Douleur

Janvier 1940

Au contact des solitudes,

Toutes vos solitudes comme un goût d'herbe dans ma bouche,

Comme le vent d'embrun qui me pénètre.

En moi toutes vos solitudes,

Et comme un cri de sirène dans le brouillard

L'appel de votre détresse.

Ah ! La nuit n'est pas si dense que vos solitudes ne viennent à moi,

 

Mes frères,

Chair de ma chair souffrant au delà de la nuit,

Âmes fouillées de douleur comme les arbres fouaillés de vent,

 Vivants que je ne peux aimer

Que comme on aime les morts.

 

Tu vis des mots que tu m'as dits. La pression de ta main ce dernier soir

Survit.

Oh ! Complicité de la nuit autour de vous, je vous sens perdus dans la nuit have de pièges,

Ou tiède, et qui peu à peu vous prend dans la mort.
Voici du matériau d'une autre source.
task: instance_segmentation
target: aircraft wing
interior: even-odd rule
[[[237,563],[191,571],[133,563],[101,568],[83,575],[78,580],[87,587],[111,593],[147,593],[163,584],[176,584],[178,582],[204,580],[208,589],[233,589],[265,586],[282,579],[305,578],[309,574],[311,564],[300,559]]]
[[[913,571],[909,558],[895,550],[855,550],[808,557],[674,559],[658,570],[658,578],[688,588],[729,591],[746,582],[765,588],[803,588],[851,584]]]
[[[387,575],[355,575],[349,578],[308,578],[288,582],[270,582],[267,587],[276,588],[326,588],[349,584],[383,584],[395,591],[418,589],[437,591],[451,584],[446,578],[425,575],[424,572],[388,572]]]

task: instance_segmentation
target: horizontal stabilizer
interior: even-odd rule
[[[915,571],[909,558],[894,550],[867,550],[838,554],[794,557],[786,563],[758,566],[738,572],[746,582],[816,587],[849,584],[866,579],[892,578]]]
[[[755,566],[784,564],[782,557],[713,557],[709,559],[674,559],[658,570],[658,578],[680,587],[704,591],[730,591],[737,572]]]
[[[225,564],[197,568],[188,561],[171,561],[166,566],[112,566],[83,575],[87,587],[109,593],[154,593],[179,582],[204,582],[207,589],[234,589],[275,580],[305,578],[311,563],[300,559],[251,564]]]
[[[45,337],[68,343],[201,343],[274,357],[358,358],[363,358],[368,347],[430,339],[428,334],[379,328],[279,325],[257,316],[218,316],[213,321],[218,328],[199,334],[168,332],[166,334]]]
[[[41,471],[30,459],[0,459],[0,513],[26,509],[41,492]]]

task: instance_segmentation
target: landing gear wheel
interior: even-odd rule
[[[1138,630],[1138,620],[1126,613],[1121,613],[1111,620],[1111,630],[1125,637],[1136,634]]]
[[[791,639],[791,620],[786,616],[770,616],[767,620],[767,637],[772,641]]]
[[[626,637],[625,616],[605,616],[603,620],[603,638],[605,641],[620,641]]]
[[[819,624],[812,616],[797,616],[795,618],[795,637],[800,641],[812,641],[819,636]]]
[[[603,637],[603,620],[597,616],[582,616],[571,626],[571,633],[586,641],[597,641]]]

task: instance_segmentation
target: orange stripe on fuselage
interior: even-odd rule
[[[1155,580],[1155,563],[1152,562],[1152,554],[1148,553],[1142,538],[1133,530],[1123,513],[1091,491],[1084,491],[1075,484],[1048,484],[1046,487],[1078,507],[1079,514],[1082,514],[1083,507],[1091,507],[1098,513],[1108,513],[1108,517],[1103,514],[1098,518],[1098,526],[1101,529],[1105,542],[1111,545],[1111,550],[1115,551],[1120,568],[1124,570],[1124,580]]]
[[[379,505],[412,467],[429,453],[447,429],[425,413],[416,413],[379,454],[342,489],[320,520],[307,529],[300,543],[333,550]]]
Comme ces déesses autrefois,

Comme ces déesses qui versaient le sommeil avant la mort,

La nuit vous entraîne, elle vous prépare,

Elle vous embaume de mort,

Et déjà vous n'êtes plus d'ici,

Déjà la nuit a laissé ses lambeaux à vos yeux,

Déjà...

O vivants plus lointains que les morts...

 

Et moi ; gabier attardé quand toutes les gabarres ont démarré,

Moi dernier survivant peuplé de jeunes morts.

Comme un vent de mer au goût pourri d'algue et d'eau morte,

J'absorbe vos solitudes.

 

Et déjà tout mon corps est ancré dans la mort.